My shame, such as shame can exist for an opinionated native New Yorker, hasn’t been shared on my blog until now. Last year, I got a learner’s permit and asked Ryan to teach me how to drive. It isn’t as if he wanted to. After all, he’s met me. All 46 squirrel-fascinated ADHD years of me. Until last year, his abject terror based on instantly imagined scenes of carnage and death—mostly his in a mangled passenger seat after my distraction by, really, anything shiny—led to equally instant and unprintably vehement negative responses.
But over the summer we re-examined where we want to end up after Chicago, just in case returning to be with my family in Queens eventually proved too financially daunting to accomplish. And besides my transit-laden New York hometown, our (yes, it really is) transit-laden old plan of Los Angeles, and staying in Chicago, we put other cities in the mix, too. Namely, Orlando and Tampa, for the obvious reasons for anyone who knows us: the same proximity to New York like we have in Chicago; and instant(ish) proximity to Disney World.
(Shut up to some of you. Shut up right now. Every time you say you wish you could go live on a beach for the rest of your life and no one tells you you’re crazy? Disney is our beach. Give us our earhatted beach, ok?)
On the other hand, in all of highly affordable (and hello old GLYNY friend William Brown who lives there) Orlando—because, really, without seven theme parks, Tampa never had a chance—enough civilization and transit to sustain a nondriving ADHDer like me pretty much revolves around downtown. And while Downtown Orlando is awesome by anyone’s measure, it’s also kind of small. And so, the driving-instruction ask of Ryan. If we really wanted to keep Central Florida on this list, he really couldn’t say no.
Though I’m sure he hoped I’d fail my written test.
One forest preserve, two industrial areas, three parking lots, a whole lot of skidding stops, and I have no idea how many arguments later, we put the idea on hold. Not because I love my family and really want to return to NYC no matter what—although essentially that’s really the case. But because for Ryan’s sake, I chose life. And for the next several months, the clock ticked. I felt bad about dragging Ryan into my potentially deadly endeavor. Yet, I didn’t want to waste my soon-to-expire learner’s permit, either.

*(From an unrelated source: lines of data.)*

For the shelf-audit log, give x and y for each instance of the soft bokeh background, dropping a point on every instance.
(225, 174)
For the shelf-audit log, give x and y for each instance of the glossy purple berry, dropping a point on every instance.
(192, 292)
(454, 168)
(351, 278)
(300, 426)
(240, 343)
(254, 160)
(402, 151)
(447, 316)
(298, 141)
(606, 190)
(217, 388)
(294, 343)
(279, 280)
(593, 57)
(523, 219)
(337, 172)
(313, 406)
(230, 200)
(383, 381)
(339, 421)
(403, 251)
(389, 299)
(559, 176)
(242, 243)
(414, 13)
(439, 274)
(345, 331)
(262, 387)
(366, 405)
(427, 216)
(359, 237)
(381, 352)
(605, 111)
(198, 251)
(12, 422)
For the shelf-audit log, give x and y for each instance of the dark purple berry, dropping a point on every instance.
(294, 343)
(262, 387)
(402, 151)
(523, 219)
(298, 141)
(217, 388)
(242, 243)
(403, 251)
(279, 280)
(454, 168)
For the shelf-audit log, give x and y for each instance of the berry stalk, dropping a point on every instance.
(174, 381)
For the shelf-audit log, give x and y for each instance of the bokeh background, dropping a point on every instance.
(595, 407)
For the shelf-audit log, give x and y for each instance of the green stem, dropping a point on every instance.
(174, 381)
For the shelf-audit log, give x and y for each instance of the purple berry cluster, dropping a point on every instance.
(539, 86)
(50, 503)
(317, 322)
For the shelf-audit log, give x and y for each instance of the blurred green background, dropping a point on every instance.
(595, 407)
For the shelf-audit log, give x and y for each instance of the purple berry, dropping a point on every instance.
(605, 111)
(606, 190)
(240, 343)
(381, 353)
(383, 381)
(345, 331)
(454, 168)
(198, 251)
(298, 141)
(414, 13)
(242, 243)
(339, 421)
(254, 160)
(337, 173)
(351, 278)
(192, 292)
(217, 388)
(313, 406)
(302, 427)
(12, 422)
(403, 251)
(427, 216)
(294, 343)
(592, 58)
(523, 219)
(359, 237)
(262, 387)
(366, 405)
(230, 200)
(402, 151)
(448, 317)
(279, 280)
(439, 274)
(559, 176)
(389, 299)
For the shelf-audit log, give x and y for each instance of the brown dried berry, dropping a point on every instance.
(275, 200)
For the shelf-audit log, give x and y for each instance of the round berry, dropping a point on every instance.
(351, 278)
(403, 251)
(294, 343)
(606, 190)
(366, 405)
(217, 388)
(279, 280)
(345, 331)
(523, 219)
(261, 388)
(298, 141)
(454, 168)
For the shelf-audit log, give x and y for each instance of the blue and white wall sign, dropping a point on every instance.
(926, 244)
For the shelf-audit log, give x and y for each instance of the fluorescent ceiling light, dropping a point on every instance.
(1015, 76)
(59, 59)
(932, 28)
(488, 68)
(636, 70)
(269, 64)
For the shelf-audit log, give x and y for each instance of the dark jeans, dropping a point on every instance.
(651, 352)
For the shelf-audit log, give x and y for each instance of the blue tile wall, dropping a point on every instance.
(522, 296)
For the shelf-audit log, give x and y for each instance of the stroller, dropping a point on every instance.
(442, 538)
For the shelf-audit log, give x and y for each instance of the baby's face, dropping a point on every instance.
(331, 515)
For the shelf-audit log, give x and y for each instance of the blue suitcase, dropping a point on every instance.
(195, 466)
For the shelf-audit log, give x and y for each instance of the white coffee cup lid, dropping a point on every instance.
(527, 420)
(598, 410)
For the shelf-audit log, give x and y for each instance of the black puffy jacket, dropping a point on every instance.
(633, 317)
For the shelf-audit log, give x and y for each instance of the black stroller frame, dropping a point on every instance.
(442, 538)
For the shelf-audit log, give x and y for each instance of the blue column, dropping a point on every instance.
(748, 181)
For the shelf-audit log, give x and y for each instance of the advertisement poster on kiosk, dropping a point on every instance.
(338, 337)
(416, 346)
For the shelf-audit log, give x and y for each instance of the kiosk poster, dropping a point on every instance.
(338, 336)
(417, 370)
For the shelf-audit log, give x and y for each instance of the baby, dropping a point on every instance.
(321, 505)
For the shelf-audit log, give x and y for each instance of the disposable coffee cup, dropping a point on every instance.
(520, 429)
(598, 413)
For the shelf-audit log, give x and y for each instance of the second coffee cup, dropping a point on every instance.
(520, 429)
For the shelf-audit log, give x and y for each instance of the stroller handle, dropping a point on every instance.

And then a friend of mine said the magic words: “I wonder what it would be like to drive for Uber?” And when my ADHD superpower of hyperfocus finished firing and I came up for air from researching everything there is to know about ridesharing, my yen to turn myself into a gigantic hypocrite on the lifelong-nondriving thing ceased to exist.
Live in Orlando if not for my family—or almost anywhere else in the less-than-most-dense parts of urban America? Brave a not-quite-comprehensive transit system? If the finances were right and the flights short back to Gotham, why not? I love computers, convenience, and most of all I love cheap. Hand me the app, already. Ooh, shiny…
City halls across America might be at war with ridesharing companies over taking business away from (how much more disgusting can your back seat be) traditional taxi monopolies. But more than a few transit agencies understand ridesharing can help close that pesky “last mile” that so often exists between where people live and where the nearest transit option is located at much less expense to the public fisc than running (or building) additional services.
Don’t get me wrong. I wouldn’t want to commute via Uber or Lyft. But for occasional trips around Orlando—or Chicago or New York, for that matter, in those few instances when transit isn’t exactly the best option—boy, did I come late to that party.
In the end, predicatbly, New York remained at the top of the list. So, happiness for all concerned. Ryan can live. I can remain a lifelong nondriver. I may never wait 20 minutes for a Q23 back to the subway at (my nephew) Sean and Jennie’s house in Glendale again. And as for you, my soul-sucking old nemesis, the sweaty ten o’clock hour of post-Illuminations overcrowded Epcot resort bus queue hell that Walt Disney World vets like me unfortunately know so well?
The last time really was the last time.